C’est alors que la voiture se déporta ; Müller la savait à côté d’elle, si proche qu’elle avait l’impression que les deux véhicules pouvaient se toucher à tout moment. Quand Müller décéléra, le chauffeur de l’autre voiture l’imita. Elle risqua un coup d’œil sur le côté. Un homme, le regard caché derrière des lunettes noires, lui faisait signe de se garer. La voiture ne ressemblait pas à un véhicule de police. Müller serra le volant pour que ses mains arrêtent de trembler. Elle était déterminée à ignorer l’autre conducteur et à se concentrer sur les feux arrière de la Volvo.

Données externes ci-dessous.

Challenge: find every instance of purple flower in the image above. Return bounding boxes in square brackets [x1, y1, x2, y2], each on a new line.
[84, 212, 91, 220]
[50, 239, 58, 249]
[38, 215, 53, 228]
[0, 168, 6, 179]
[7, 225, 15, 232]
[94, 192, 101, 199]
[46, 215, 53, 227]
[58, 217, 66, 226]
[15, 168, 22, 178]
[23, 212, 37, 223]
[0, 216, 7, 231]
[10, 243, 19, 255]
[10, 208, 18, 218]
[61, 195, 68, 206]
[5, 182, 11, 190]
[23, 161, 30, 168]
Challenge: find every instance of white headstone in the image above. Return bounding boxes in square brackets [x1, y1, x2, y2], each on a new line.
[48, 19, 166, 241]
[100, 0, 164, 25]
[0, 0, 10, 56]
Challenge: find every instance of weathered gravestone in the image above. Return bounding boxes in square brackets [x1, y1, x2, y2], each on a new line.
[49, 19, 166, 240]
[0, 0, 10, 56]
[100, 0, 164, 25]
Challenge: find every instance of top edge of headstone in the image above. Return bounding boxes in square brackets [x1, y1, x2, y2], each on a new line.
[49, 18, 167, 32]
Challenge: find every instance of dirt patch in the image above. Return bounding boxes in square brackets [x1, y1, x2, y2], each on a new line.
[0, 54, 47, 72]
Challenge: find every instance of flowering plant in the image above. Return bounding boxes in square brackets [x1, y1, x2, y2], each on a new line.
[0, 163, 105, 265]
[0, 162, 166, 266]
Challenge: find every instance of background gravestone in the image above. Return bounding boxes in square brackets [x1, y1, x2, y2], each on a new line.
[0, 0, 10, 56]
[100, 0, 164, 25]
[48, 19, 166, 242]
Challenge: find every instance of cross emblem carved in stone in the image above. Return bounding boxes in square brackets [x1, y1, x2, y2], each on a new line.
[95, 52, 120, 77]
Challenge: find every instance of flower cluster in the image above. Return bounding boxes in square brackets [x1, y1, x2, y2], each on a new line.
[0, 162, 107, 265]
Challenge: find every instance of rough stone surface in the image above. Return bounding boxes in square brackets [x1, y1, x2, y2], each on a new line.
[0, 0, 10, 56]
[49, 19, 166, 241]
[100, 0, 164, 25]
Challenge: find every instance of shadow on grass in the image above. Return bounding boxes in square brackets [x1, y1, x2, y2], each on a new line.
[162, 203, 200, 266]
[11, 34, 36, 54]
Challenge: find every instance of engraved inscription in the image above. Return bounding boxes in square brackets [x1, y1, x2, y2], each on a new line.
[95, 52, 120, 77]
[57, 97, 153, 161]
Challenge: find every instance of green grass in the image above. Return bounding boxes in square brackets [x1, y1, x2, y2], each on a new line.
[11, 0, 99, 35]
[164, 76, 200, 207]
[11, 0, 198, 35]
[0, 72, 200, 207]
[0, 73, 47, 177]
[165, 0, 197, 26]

Soudain, ce fut la collision. Son poursuivant l’avait percutée, et Müller sentit le volant de la Mercedes lui échapper. Elle lutta pour garder le contrôle de ce véhicule qu’elle n’avait pas l’habitude de conduire. Une autre collision. Dans une gerbe d’étincelles s’élevèrent des grincements de métal frottant contre du métal. La Mercedes dérapa. Projetée vers l’avant, Müller vint buter contre la ceinture de sécurité, et puis… plus rien, hormis le sifflement du radiateur.

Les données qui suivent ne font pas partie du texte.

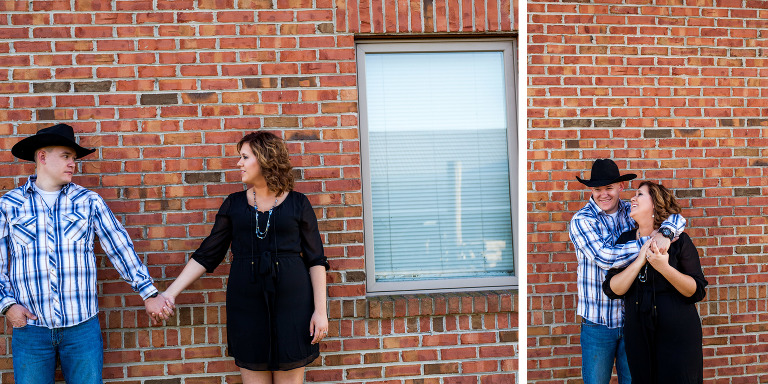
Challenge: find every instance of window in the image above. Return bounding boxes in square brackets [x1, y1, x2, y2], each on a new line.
[357, 40, 517, 294]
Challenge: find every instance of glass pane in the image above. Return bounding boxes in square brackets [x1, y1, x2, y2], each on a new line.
[365, 52, 514, 281]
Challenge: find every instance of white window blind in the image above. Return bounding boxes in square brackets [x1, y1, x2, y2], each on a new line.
[359, 46, 514, 288]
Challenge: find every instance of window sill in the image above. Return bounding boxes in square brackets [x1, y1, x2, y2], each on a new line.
[366, 289, 518, 319]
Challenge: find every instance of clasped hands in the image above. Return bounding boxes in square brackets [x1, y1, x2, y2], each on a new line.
[144, 293, 176, 325]
[638, 231, 671, 271]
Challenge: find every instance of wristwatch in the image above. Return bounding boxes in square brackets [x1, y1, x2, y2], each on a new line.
[659, 227, 675, 240]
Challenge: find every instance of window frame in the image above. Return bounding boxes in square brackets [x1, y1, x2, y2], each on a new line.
[356, 38, 521, 296]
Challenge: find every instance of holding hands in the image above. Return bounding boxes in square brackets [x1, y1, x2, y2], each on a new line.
[144, 293, 176, 325]
[309, 310, 328, 344]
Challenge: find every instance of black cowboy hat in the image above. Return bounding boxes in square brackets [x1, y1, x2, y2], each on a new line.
[11, 124, 96, 161]
[576, 159, 637, 187]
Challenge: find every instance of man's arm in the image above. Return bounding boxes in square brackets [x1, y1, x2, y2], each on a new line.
[93, 195, 173, 325]
[92, 195, 158, 300]
[0, 211, 37, 328]
[0, 210, 16, 314]
[569, 216, 644, 270]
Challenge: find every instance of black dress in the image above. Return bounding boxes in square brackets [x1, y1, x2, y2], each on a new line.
[192, 191, 328, 371]
[603, 230, 707, 384]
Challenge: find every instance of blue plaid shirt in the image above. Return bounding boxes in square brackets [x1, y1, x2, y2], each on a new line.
[569, 198, 685, 328]
[0, 176, 157, 328]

Désorientée, elle éteignit le moteur. Son sein gauche lui faisait mal là où la ceinture l’avait entamé, mais à part ça, elle était indemne. Elle ouvrit la portière côté conducteur et descendit. Elle fut tout de suite éblouie par les voitures qui roulaient à toute allure, donnant de furieux coups de klaxon sans pour autant s’arrêter. Müller se plaqua contre la Mercedes pour la contourner jusqu’à l’avant. De la vapeur sortait de sous le capot. Elle voulut vérifier le côté passager, mais la voiture était coincée contre la glissière de sécurité, l’aile avant enfoncée à cause de la collision. Tilsner et l’inconnu avaient disparu sur la rocade, vers le nord-est. Pas le moindre signe d’eux. Se tournant dans l’autre direction, elle distingua au loin la lueur de gyrophares et le bruit de sirènes. Merde ! Elle réalisa alors qu’un véhicule se garait derrière elle sur la bande d’arrêt d’urgence. Aveuglée, elle se protégea les yeux et, l’espace de cette fraction de seconde, songea qu’elle savait désormais ce que ressentait un lapin pris dans des phares. Paralysé. Elle se dit qu’il vaudrait peut-être mieux s’enfuir au lieu de trouver la mort en restant là.

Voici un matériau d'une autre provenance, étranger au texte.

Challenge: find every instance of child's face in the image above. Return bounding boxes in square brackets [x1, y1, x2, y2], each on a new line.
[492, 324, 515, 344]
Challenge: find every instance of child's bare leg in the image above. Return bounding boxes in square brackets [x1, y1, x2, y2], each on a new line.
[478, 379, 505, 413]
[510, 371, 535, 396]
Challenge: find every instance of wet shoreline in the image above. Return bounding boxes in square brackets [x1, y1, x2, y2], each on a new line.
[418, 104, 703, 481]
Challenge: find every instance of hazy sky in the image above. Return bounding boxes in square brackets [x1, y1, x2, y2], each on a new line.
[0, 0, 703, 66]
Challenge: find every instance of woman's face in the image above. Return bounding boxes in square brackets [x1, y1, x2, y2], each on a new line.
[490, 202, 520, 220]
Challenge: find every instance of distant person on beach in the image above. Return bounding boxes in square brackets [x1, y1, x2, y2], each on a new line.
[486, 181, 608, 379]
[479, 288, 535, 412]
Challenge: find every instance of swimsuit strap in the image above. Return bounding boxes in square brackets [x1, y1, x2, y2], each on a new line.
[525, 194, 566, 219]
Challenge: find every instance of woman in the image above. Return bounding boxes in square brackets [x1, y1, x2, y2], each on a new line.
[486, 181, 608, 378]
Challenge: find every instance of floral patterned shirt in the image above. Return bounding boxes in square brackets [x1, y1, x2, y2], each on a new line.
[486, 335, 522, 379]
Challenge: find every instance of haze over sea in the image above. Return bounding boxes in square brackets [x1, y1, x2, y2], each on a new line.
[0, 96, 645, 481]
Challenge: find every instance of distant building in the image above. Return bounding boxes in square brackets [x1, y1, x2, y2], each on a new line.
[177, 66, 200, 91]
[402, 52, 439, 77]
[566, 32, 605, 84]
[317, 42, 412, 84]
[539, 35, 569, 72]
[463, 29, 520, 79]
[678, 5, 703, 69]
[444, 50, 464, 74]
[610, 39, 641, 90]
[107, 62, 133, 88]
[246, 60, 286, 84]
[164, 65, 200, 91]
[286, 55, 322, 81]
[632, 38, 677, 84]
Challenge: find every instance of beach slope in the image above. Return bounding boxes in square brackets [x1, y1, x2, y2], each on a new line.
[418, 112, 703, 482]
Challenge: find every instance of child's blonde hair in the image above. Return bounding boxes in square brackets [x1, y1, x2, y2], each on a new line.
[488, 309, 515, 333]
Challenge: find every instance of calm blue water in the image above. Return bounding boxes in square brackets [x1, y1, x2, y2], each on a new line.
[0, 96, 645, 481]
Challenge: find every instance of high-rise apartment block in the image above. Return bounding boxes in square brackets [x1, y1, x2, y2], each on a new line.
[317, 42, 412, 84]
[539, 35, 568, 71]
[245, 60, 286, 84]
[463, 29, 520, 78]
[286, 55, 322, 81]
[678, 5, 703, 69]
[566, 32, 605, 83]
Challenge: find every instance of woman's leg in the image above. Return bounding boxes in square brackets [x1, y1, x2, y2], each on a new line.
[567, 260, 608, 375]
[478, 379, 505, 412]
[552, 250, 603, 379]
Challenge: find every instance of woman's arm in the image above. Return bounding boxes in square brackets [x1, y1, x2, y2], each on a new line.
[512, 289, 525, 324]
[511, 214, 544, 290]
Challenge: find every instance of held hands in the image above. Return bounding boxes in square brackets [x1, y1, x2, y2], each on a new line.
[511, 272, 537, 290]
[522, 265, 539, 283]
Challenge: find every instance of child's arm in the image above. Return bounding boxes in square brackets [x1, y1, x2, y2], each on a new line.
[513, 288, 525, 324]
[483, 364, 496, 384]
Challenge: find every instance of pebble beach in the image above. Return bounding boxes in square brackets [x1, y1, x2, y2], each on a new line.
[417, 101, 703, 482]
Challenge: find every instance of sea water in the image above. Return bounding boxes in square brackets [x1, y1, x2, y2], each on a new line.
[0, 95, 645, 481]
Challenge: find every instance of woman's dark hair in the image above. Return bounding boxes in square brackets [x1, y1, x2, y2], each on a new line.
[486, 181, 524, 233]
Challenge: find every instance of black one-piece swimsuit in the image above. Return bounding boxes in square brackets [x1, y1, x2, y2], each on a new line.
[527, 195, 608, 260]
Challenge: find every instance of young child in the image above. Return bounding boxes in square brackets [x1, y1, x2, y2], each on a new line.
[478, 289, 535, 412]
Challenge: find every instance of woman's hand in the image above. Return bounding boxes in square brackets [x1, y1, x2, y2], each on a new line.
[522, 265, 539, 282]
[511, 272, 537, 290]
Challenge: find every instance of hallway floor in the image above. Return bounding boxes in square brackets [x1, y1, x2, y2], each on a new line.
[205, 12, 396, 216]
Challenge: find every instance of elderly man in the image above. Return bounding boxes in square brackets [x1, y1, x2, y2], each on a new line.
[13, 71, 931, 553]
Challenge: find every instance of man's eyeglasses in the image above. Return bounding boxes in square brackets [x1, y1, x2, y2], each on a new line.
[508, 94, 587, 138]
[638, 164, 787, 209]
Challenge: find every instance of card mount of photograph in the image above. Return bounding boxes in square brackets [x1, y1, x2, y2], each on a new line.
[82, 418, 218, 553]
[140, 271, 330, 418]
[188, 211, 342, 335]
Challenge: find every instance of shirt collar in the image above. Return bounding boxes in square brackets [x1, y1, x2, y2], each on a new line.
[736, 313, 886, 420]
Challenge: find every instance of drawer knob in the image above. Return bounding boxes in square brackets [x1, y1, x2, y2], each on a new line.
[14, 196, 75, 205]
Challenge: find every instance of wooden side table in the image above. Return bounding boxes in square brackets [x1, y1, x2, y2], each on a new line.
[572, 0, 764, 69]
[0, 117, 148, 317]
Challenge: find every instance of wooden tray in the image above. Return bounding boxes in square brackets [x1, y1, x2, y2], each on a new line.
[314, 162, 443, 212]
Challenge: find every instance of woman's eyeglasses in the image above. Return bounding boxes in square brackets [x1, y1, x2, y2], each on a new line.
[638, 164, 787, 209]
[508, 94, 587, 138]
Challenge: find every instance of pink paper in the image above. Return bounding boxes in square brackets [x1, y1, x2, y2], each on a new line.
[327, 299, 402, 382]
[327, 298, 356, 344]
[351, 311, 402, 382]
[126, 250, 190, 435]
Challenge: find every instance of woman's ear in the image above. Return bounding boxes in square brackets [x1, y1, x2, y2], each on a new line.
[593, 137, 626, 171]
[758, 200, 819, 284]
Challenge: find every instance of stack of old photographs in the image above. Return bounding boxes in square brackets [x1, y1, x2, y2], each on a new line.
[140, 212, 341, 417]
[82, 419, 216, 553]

— Tu vas bien, Karin ? Qu’est-ce qui s’est passé ?
C’était Tilsner ! Müller courut vers lui et le prit dans ses bras.
— Dieu merci ! s’écria-t-elle. Je croyais que c’étaient les autres qui revenaient.
— Les autres ? Qu’est-ce que tu racontes ?
— Tu n’as pas vu la collision ?
— Non. Je viens de réaliser que tu ne me suivais plus. Je me suis dit que je devais faire demi-tour pour vérifier que tu allais bien. C’est le cas ?
Tilsner la caressait, lui frottait le dos. C’était la première fois qu’il la touchait sans arrière-pensée. Elle prit une profonde inspiration.
— Je crois, oui, finit-elle par répondre. Je ne sais pas si on peut en dire autant de la voiture, en revanche. On m’a fait quitter la route. J’étais terrifiée. Tu n’as rien vu ? Une voiture noire. Un type avec des lunettes noires.
— J’ai bien peur que non, dit-il en secouant la tête.
Il regarda la Mercedes, l’air sceptique.
— Il faut essayer de la bouger avant que la police nous repère, quitte à la remorquer avec la limousine.
Tilsner demanda les clés à Müller qui lui indiqua d’un regard qu’elles étaient sur le contact. Il s’installa au volant, démarra et cria par la portière :
— Pousse-toi, je vais essayer de reculer !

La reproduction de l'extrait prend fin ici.